Como se sabe, o Presidente do MPLA não se socorreu de uma única evidência que associe a UNITA a actos de vandalismo.
Nesse mesmo dia, e num outro palco, financiado pela Presidência da República, Rui Falcão era associado à já extensa lista de personalidades com as quais o MPLA se indispôs.
O mote do brutal e inesperado ataque àquele que, pouco depois das eleições de 2022, disse a plenos pulmões que o MPLA teria pela frente mais de 70 anos de governação do país, foi uma crítica que Rui Falcão ousou fazer ao “Chefe” pela falta de mangas no dito aeroporto internacional da Catumbela.
“Rui Falcão fez em Benguela e no Namibe uma fortuna só possível através do saque, tem uma fazenda no Sul, com criação de cavalos, só havendo paralelo nas Arábias. Não tivessem saqueado o Erário Público e não haveria problemas nas mangas dos aeroportos, porque é em política altamente redutor, acusar o Senhor Presidente da República, por falhas de toda uma cadeia de responsáveis onde pode incluir-se o senhor Rui Falcão.”
Que Rui Falcão fez parte da gangue que saqueou alegre e prolongadamente o país não há lugar à qualquer discussão.
O problema está em que é também “altamente redutor” acusar o actual ministro da Juventude e Desportos “por falhas de toda “uma cadeia de responsáveis onde pode incluir-se o senhor” João Lourenço.
Aliás, em entrevista que concedeu em Fevereiro de 2020 à rádio estatal alemã DW, o Presidente João Lourenço assumiu, honestamente, a sua parte no saque de Angola.
"Todos nós fizemos parte do sistema" (...) ninguém pode dizer que não fazia parte do sistema", disse.
Nessa entrevista, João Lourenço reivindicou para si condições para estancar o saque e outros males que varrem Angola.
"Quem fez as grandes mudanças não são pessoas de fora, são as que conhecem o sistema", afirmou, acrescentando que “somos nós, do partido que sempre governou o país, que estamos a fazer as reformas que eram absolutamente necessárias que fossem feitas".
Geralmente imberbes e incultos, os tonton macoute tropeçam, frequentemente em declarações e actos daqueles que pretendem defender.

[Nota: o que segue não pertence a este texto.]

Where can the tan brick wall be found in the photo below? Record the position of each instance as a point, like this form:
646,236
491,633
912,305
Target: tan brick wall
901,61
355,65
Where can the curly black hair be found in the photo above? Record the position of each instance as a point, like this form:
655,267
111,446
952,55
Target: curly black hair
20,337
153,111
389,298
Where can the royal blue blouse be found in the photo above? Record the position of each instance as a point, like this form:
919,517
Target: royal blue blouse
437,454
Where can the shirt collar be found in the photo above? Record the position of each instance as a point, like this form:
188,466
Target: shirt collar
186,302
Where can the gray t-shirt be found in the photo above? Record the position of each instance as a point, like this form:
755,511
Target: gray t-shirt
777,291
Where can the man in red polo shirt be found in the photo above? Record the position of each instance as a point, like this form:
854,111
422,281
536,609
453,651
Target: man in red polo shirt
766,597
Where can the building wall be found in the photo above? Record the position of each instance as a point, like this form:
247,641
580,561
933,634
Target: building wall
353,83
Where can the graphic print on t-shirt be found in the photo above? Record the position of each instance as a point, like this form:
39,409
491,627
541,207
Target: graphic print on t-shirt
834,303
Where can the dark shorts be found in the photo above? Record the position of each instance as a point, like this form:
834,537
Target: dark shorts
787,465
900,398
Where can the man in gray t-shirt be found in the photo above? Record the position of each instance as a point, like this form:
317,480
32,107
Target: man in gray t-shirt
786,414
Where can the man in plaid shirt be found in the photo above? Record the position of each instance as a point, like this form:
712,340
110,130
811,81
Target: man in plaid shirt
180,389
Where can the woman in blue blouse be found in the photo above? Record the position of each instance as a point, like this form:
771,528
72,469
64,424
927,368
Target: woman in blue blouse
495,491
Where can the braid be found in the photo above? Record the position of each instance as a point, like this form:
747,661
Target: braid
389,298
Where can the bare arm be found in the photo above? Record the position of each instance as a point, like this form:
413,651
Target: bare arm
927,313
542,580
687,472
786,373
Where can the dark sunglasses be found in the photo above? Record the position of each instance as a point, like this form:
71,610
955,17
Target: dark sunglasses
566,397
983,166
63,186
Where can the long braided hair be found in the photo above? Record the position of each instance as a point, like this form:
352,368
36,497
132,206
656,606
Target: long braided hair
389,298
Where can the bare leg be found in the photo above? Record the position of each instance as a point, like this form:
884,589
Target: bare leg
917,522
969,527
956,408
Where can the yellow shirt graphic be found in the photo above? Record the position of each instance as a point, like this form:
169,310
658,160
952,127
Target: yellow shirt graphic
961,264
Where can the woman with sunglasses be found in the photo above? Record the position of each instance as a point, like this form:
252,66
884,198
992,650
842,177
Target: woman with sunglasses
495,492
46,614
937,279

Quando disse na entrevista à DW que fez parte do sistema que delapidou o país, João Lourenço assumiu, com louvável honestidade, que foi tão saqueador do erário quanto Rui Falcão, Higino Carneiro, Dino Matross, Nandó e outros que o sistema agora decidiu “cancelar”.
Através de várias células de tonton macoute, que se manifestam por via de quase todas as plataformas digitais, percebe-se que o MPLA hoje se transformou numa verdadeira fábrica de inimigos. Sem quaisquer razões sustentáveis, a ala lourencista do MPLA vê inimigos em jornalistas, fazedores de opinião, advogados e até em ex-dirigentes com provas dadas de entrega e dedicação ao partido.
Por este andar, quando chegar ao congresso extraordinário de Dezembro, o MPLA será um monte de cacos impossíveis de juntar.